I find this analysis a bit surprising from a positioning point of view. It seems to me that McCain was the attacker, being more about what he opposed than for what he stood. From where I sit, Obama was the one least inclined to stray from his own positioning, least inclined to be strident and defensive, and most inclined to prefer inspiration rover provocation in his rhetoric. A classic 'lighthouse' brand.

Politics aside, I'd love to believe that this might be the beginning of the end of Karl Rove-style marketing.

Bihter

Hi Laura,

I've been doing some additional research on the author, Chris Flett, that I talked about on my last comment. His company is "GhostCEO" (www.GhostCEO.com) and his book is a bestseller. I found it on Amazon here. Anyway, he was in the NY Times last Sunday under the "Career Couch" and he makes reference to women's blogs like yours so I thought you might like to connect. I'd like to see you interview him and see what he's all about. I saw on another blog he was a guest blogger. His email is: [email protected]

Best wishes,

Bihter.

Allan

Laura, do you do any work with high tech startups? We are the FIRST and LARGEST student-run venture fund. We back exciting companies that could use some help in branding and marketing.

kevinmhuff

Great insight into several of the more visible advertising fights of the last few decades. And -- Thanks for sharing your insight!!

nomad

Hi laura
Tnks

Bihter

Hi Laura,

Just wanted to say that I've started reading your blog. I'm wondering if you have heard about the book, "What Men Don't Tell Women About Business". I heard the guy (Chris Flett) on the Today Show and thought you probably have already heard of him. I'm wondering what your thoughts were. He seems to be really taking on the 'Old Boys Club". I just emailed him, but haven't heard back.

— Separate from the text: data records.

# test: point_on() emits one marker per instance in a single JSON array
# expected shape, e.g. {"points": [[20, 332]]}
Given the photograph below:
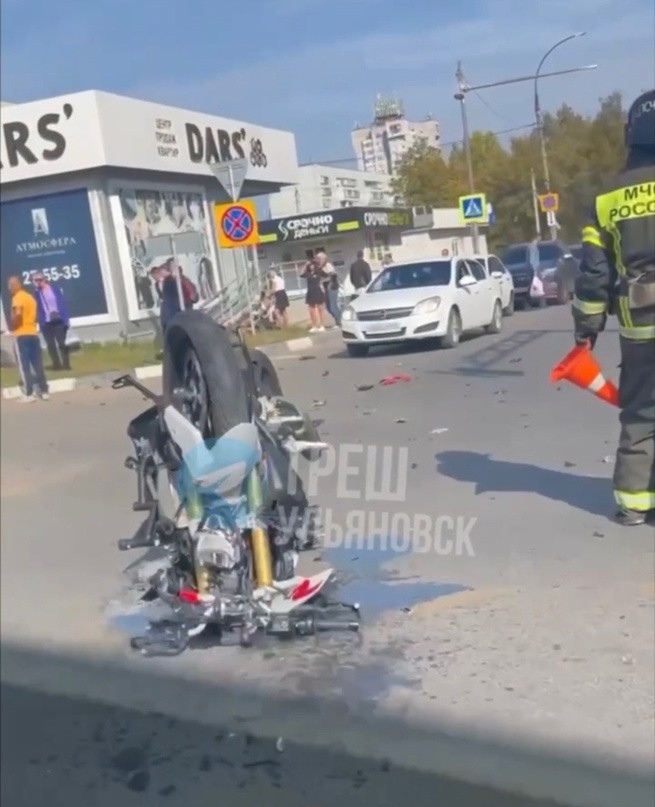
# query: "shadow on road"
{"points": [[588, 493], [100, 734]]}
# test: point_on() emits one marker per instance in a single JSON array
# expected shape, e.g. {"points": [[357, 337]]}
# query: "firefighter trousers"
{"points": [[634, 474]]}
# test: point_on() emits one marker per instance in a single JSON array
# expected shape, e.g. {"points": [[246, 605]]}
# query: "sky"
{"points": [[314, 67]]}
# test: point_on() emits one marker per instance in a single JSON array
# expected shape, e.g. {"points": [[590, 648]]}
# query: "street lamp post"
{"points": [[466, 137], [539, 117], [464, 89]]}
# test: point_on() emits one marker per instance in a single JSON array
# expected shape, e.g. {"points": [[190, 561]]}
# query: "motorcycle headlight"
{"points": [[427, 306]]}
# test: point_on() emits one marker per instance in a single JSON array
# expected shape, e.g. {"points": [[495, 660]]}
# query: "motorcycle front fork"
{"points": [[259, 538]]}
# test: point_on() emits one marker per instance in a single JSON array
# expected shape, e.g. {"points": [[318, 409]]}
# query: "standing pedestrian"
{"points": [[280, 298], [315, 297], [360, 272], [331, 286], [169, 296], [54, 321], [24, 329], [617, 276]]}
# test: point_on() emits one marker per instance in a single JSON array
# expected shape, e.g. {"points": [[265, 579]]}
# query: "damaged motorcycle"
{"points": [[221, 443]]}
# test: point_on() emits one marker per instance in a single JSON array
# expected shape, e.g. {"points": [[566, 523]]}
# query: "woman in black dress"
{"points": [[315, 297]]}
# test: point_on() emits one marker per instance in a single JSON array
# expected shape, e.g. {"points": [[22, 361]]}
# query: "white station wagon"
{"points": [[423, 299]]}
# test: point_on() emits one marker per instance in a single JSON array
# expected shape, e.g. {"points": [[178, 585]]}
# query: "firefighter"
{"points": [[618, 277]]}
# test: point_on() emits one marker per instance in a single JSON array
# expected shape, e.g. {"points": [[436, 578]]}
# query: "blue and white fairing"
{"points": [[215, 473]]}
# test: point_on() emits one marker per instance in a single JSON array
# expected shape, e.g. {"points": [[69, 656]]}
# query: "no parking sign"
{"points": [[236, 225]]}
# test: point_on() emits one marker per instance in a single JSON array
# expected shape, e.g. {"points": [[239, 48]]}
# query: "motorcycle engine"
{"points": [[222, 555]]}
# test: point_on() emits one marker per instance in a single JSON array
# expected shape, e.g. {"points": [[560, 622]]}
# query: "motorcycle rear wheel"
{"points": [[200, 359]]}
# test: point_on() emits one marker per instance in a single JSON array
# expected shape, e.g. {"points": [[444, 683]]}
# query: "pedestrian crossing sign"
{"points": [[473, 209]]}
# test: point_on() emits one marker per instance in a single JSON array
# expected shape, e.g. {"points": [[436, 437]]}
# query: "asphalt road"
{"points": [[526, 612]]}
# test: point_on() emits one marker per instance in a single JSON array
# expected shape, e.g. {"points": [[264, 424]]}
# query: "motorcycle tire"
{"points": [[194, 336]]}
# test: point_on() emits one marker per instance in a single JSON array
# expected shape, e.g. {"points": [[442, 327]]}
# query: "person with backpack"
{"points": [[165, 278]]}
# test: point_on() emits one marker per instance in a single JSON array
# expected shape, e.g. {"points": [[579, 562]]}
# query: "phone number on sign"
{"points": [[53, 274]]}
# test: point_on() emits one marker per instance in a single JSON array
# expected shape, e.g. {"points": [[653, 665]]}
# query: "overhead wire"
{"points": [[458, 142]]}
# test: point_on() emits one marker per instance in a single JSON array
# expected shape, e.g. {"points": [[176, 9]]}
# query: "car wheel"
{"points": [[357, 351], [507, 312], [496, 324], [454, 330]]}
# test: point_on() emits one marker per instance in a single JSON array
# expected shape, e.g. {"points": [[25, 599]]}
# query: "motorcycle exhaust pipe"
{"points": [[261, 547]]}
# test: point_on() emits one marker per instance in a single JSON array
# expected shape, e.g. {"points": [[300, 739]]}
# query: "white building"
{"points": [[380, 146], [325, 187], [98, 190]]}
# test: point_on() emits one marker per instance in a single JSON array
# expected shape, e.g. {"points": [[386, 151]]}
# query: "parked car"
{"points": [[497, 270], [568, 269], [517, 261], [423, 299]]}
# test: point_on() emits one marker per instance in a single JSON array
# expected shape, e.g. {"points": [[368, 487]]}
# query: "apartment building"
{"points": [[380, 146], [324, 187]]}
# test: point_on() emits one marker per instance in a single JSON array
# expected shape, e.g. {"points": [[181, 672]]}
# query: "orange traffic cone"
{"points": [[581, 368]]}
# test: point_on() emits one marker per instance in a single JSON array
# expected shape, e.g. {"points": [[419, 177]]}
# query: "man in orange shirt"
{"points": [[24, 329]]}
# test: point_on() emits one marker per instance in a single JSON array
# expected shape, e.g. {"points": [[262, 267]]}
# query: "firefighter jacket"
{"points": [[617, 273]]}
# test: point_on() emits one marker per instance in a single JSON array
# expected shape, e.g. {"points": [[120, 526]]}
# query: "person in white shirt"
{"points": [[280, 298]]}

Anyway, keep up the great writing.

Best,

Bihter.

EDUARDO VELAZQUEZ

Just to add something to the attacks articel. Perception is the reality. I have never perceived a dunkin donuts as a place for coffee. Also, I wouldn't dare to date someone to a Dunkin. donuts are sort of messy. Another favor Starbucks is doing to the world is offering a non-alcoholic place for social relations. My brother was complaining that his 14 year old daughter goes to Starbucks and has 7 dollar cups of coffee. I said to him, would you prefer her to tell you she is in a bar?? He understood my point. Starbucks is an excellent invention.

Dileep

Hi Laura,
we should be always proactive to change ourselves and communicate to distinguish from competitors! Shouldn't we? But if it is about reinforcing or reinventing our brand and positioning with new ideas!.to instill customer orientation to new idea..we should probably put down our message. Shouldn't we?